Like her predecessor Tom Miller, Portland’s top transportation bureaucrat is part of a class of bike-friendly Generation Xers who, after working up the ladder for years, are moving into the top perches of government.
Hired last year, Director Leah Treat turned out to be the first of three such faces on the West Coast alone. Last month, Seleta Reynolds of San Francisco’s livable streets division was tapped to lead the vast Los Angeles transportation department and Scott Kubly, who like Treat was a top lieutenant to fellow Xer Gabe Klein in Washington and Chicago, was named to the same role in Seattle.
As we wait to see how these youngish, multimodal, digitally connected folks bring to leadership, it’s nice to see praise this week for Treat’s interest and dedication from BikePortland reader Terry D.
I met Leah Treat at the 82nd ride hosted by Sen Dembrow, and considering that I am transportation chair for [only one of] almost 100 Portland neighborhoods, I was really impressed by her.
Not only did she remember me from a public speaking forum where I spoke for less than five minutes then introduced myself afterward as a “community greenway activist” right when she got into town, but when I started talking bike lanes on Burnside when the pavement needs a grind down, and greenway conductivity/MAX access in North Tabor she was interested and responsive. I e-mailed her the next week, and she spent significant time on her end getting me information, sending requests out to department heads and responding to me personally with a very long and detailed email on a Saturday morning.
She wishes “all neighborhoods were as proactive with their needs.” When she say she needs to hear voices for active transportation from the community, she is speaking the truth. The biggest thing we can do right now is speak up, and defend, a new local transportation income stream that we can use to retrofit our city for safety/bike conductivity.
I personally think the residential side will take the form of a progressive income tax. This way everyone pays, there is a low income threshold and locally we can make up for, if only by a few percent, the nearly flat state income tax and the federal tax system where the upper incomes are getting away with highway robbery….literally in this case.
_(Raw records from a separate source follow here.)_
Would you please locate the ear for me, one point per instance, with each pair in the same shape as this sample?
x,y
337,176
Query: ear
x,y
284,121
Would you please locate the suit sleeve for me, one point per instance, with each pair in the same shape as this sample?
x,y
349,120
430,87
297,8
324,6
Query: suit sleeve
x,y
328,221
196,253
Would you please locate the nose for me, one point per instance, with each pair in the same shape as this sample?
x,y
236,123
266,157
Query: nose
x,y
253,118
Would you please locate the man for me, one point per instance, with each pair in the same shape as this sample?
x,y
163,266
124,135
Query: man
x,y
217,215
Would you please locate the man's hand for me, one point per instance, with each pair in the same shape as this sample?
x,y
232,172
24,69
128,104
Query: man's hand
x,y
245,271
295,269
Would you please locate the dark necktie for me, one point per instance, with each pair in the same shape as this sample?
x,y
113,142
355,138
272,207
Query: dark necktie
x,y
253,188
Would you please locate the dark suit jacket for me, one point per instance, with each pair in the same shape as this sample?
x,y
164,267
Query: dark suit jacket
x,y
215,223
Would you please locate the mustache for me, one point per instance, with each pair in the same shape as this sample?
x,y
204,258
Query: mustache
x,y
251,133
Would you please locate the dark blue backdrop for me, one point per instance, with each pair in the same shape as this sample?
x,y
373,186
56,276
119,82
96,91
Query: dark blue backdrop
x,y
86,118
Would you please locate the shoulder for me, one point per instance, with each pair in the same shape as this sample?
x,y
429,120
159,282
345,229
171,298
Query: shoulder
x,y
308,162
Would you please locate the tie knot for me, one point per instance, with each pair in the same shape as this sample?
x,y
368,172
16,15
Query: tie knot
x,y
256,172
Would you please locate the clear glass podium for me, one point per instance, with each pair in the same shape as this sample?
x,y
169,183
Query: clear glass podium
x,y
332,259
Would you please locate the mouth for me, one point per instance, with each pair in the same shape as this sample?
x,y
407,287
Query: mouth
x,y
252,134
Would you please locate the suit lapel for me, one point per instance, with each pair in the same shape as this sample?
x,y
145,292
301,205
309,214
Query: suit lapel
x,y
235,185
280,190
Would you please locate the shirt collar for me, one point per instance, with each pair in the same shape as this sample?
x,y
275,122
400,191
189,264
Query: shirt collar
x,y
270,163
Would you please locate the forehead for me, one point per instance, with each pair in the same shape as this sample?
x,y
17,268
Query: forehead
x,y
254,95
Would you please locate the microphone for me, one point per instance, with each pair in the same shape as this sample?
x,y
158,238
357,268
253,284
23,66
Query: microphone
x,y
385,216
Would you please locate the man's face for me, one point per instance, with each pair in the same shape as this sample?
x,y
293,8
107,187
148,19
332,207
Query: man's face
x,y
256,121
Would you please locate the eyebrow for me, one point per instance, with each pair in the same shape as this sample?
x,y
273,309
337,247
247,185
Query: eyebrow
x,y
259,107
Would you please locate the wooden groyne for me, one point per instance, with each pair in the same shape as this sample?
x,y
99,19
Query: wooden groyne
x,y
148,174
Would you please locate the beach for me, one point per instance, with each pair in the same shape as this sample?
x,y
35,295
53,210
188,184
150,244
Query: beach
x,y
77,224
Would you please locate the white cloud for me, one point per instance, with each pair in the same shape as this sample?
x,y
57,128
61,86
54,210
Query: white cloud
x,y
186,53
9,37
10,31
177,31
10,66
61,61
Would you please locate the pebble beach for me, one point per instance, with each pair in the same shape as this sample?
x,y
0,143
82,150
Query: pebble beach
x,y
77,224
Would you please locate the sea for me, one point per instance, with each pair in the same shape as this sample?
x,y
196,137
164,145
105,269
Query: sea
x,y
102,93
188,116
Treat has publicly suggested several times that under Portland’s commissioner-based government, her ability to make policy changes depends on support from Novick and the rest of city council. And every indication is that for whatever reason, Portland’s city council (and Treat) are willing to postpone all significant changes to Portland streets — bike share, parking reform, neighborhood greenway expansion, even a few crosswalk improvements — until new money has been found.
For people who believe in improving Portland’s human-powered transportation, the question is what sort of revenue plan, if any, would deserve support. But until that question is resolved, it’s good to know that Treat is up on Saturday mornings to build connections and help solve problems where she can.